I am reporting back for blogging duty duty after a brief hiatus during which I unsucessfully fought Postmodernism. Well, I declared war on Postmodernism, but it did not show up for the battle and lateron informed me that it had in fact been there, that indeed it had been everywhere, but that my peculiar gaze had made it impossible for me to see it, that is. I did, however, shoot at and successfully wounded its deputy (Cultural Studies), but CS strangely did not seem to care, as it was so engaged in looking at a grain of sand at its feet that it completely missed the wider context of events surrounding it. Anyone remember Jacques Lacan’s interpretation of Poe’s “The Purloined Letter?” Includes the image of an ostrich whose head is in the sand and another ostrich is so busy plucking the feathers off of its butt, that it fails to realize that it is being in turn plucked by a third ostrich. I’ll leave it up to you to complete that analogy.
My current dissertating struggle with PoMo, just to inform you, revolves around PoMo’s declaration of the end of the dialectic, while the poststructuralist position upon which it is based necessitates a fundamentally materialist dialectical argument regarding the interconnection of the determining influence of the socioeconomic context (and changes within that structure) that necessitate e.g. the debate about decentered subjectivity. In fact, much PoMo discourse surrounding subjectivity treat it still as a form of “Dasein” (again: Heidegger) and thus remains within the realm of analyzing it as a functional category, which necessitates a dialectical argument.

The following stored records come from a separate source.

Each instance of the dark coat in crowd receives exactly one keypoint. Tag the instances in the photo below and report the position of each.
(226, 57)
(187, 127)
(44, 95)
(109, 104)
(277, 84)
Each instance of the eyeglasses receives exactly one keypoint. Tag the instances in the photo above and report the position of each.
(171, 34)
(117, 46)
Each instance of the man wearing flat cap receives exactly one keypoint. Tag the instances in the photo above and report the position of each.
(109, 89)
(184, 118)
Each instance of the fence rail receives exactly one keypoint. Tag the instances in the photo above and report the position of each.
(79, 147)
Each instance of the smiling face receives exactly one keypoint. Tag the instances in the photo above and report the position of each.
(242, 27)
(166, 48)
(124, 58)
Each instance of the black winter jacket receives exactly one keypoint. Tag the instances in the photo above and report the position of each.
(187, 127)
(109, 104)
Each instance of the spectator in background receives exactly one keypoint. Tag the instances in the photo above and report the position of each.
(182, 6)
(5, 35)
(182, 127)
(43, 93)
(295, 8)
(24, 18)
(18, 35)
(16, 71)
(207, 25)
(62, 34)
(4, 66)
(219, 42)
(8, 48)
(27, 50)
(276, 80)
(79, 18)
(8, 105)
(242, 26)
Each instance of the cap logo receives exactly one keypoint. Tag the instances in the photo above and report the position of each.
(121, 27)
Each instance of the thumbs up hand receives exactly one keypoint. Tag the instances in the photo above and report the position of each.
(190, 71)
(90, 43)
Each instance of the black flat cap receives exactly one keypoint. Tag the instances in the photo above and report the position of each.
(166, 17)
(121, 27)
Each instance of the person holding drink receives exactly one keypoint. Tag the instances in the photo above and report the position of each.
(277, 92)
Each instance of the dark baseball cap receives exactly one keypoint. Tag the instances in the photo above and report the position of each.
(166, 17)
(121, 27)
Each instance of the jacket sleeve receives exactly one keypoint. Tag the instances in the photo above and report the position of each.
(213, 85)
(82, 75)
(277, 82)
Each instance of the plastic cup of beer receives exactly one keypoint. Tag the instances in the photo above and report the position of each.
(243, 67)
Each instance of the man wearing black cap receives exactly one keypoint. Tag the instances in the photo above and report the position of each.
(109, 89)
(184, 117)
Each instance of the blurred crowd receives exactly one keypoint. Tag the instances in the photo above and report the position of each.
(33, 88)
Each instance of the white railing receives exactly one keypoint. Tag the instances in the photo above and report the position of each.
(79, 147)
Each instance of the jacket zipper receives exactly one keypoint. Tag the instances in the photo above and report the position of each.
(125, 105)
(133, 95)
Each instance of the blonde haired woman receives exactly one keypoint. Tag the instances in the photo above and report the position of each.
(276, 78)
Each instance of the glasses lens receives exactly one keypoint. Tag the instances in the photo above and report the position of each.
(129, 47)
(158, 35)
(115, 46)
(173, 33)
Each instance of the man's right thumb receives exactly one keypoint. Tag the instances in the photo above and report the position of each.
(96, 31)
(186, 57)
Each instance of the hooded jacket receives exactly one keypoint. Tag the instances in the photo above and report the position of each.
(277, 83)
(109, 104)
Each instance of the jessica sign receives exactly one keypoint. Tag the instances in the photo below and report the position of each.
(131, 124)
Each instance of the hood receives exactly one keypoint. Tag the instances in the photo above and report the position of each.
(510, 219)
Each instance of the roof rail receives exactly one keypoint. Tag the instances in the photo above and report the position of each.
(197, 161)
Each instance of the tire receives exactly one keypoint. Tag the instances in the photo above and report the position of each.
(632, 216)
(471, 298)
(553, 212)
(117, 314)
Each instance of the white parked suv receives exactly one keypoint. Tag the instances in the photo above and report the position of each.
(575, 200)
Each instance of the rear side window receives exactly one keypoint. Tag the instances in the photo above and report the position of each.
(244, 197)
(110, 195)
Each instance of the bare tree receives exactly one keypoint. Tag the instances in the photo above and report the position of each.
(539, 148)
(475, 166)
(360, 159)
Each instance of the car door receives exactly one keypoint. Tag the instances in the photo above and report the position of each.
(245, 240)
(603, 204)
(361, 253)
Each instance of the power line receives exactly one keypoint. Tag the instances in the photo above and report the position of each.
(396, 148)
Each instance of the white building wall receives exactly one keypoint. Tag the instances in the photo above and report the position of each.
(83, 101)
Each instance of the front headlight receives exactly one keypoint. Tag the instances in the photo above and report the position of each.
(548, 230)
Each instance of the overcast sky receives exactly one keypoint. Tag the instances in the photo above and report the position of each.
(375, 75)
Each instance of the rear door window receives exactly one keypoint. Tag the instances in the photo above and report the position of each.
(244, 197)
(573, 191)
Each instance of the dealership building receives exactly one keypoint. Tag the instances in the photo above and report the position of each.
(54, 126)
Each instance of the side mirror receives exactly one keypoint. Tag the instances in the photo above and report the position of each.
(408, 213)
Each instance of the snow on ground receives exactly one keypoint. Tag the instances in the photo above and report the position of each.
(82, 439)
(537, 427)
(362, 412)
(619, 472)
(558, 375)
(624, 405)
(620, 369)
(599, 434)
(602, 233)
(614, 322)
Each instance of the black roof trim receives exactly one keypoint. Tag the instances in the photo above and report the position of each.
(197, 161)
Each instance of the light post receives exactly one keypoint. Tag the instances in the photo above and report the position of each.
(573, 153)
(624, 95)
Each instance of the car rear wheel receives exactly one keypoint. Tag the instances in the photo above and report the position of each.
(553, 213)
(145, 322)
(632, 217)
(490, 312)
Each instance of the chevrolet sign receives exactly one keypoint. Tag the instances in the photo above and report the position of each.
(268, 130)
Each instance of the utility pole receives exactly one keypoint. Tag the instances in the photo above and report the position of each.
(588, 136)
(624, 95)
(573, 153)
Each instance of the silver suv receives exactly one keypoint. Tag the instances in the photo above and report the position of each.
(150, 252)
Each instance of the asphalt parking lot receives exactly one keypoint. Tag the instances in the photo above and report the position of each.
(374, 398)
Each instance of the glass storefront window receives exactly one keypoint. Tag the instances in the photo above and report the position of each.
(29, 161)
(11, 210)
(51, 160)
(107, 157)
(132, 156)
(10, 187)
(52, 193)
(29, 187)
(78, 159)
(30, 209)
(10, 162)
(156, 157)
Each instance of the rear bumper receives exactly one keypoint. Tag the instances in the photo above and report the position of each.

My rant for today arises out of this discussion and concerns the function of Horkheimer and Adorno’s Dialectic of Enlightenment within that debate. CS often conveniently appropriates Adorno’s critique of the culture industry as the basis for an argument for difference, as Adorno points us toward the logical faults within Enlightenment philosophy that result in repressive universals. This appropriation, however, I would want to stress, results out of a lack of regard for the functional connection between Enlightenment philosophy and the chaotic historical and material changes within modernity. E.g. Kant’s categorical imperative must be read as presenting a stabilizing mechanism, as a means of containing change through establishing universals and positing the noumenal. Now, Adorno’s position can thus not be simplified as a rejection of the noumenal and an argument against repression that leads to difference (in its PoMo definition), but rather presents a critique of the functional relation of categories such as Reason in relation to capitalist production–in specific here in relation to Taylorism. This means: much of Adorno’s logic relating to the culture industry is being separated from its precise material context and can thus be misinterpreted as an argument for difference based upon his critique of the normalizing effect of universals and the culture industry alike. This means that I would like CS to stop using Adorno as a localized argument for difference that neglects the dialectical relationship between change/chaos and stabilization/normalization in its precise relation to the socioeconomic context Adorno examined. Not sure why this bugs me so much, but I will repeat this demand: CS, stop it! No! That’s a bad CS! I’ll seriously pluck your butt!
Oh, by the way, Foucault’s analogy of subjectivity and the linguistic subject does the same thing (the argument here being that the poststructuralist linguistic turn means nothing outside of the dialectical relationship between subjectivity and determining context). That’ a bad Frenchie!
(No offence–had to use ‘Frenchie’ as Prof. Tim Dayton always (memorably) used to respond to me bringing up Foucault with his “listen, Frenchie, what you are doing Adorno could do twice as well, …” rant.)
Oh, just as an aside: did people know that Adorno had already completed a double-Ph.D. arising out of his work with Benjamin and Horkheimer by age 21 (dissertation on Husserl)? Just a piece of info to make all of us trying to finish our Ph.D.s feel even a little worse about ourselves.
And, to illustrate the inferiority of fast-food compared to the Kaesebrot: the CEO of Kentucky Fried Chicken sent a personal letter to the Pope asking him to bless the 99-cent Fish Snacker. Is that what they need in order to remain competitive?